Dalam dunia komunikasi publik, setiap ucapan seorang tokoh agama memiliki makna yang lebih besar dari sekadar kata-kata. Ucapan yang keliru, terutama jika bernada menghina, dapat menimbulkan polemik dan melukai perasaan banyak orang (Oktavia, 2021). Kasus olok-olok terhadap penjual es teh oleh Gus Miftah menjadi salah satu contoh nyata yang menyoroti pentingnya sensitivitas dan etika dalam berbicara di ruang publik.

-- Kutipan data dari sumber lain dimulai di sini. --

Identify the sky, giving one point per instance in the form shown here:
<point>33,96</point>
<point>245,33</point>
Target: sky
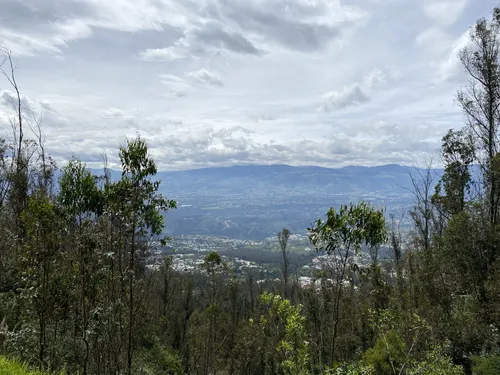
<point>224,82</point>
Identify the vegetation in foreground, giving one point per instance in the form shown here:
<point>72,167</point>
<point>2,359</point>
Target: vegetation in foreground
<point>76,296</point>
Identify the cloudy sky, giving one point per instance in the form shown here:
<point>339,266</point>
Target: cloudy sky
<point>222,82</point>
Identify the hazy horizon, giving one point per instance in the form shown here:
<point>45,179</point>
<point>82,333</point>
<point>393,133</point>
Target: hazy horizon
<point>215,82</point>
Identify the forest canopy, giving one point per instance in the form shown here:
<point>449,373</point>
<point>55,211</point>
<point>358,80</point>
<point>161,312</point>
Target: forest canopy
<point>77,295</point>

Peristiwa ini bermula ketika Gus Miftah menghadiri sebuah pengajian di sebuah lapangan. Saat acara berlangsung, seorang penjual es teh bernama Sunhaji berkeliling menawarkan dagangannya di antara para jemaah. Gus Miftah memanggil Sunhaji dan melontarkan kalimat yang bernada menghina. Ucapan tersebut memicu gelak tawa dari sebagian tamu dan jamaah yang hadir, sementara Sunhaji hanya bisa terdiam menerima ejekan tersebut.
Rekaman kejadian tersebut kemudian viral di media sosial, memicu kritik tajam dari warganet. Banyak yang menyayangkan tindakan Gus Miftah, mengingat posisinya sebagai pemuka agama dan Utusan Khusus Presiden. Dalam video yang tersebar, Gus Miftah terlihat mengatakan, “Es tehmu masih banyak tidak? Kalau masih, ya jual dulu *** (bagian selanjutnya disensor).” Ucapan ini diikuti dengan candaan lainnya yang menyebut, “Jual dulu, kalau nanti belum laku, ya sudah, itu takdir,” yang memancing tawa jemaah. Namun, bagi banyak orang, ucapan ini dianggap tidak pantas dalam forum kajian agama (Kompas , 2024).
Masalah Etika dalam Komunikasi Publik
Menggunakan kata-kata yang tidak pantas, apalagi yang menyakiti atau menyinggung seseorang, adalah tindakan yang tidak etis, terutama dalam ruang publik. Meski dalam kajian fikih mungkin terdapat perbedaan pandangan, etika berbicara selalu berkaitan dengan perasaan dan hati manusia. Jika suatu tindakan atau ucapan menimbulkan rasa tersinggung bagi banyak orang, maka hal itu menunjukkan adanya masalah dalam komunikasi.
Penggunaan kata-kata seperti “goblok” atau “tolol”, meskipun dimaksudkan sebagai candaan, tetap tidak pantas, terutama dalam forum kajian agama. Forum semacam ini seharusnya menjadi ruang yang mencerminkan nilai-nilai etis dan mengedepankan akhlak mulia. Perilaku seperti ini, meski terlihat sepele, dapat merusak kredibilitas dan kepercayaan jamaah terhadap tokoh agama.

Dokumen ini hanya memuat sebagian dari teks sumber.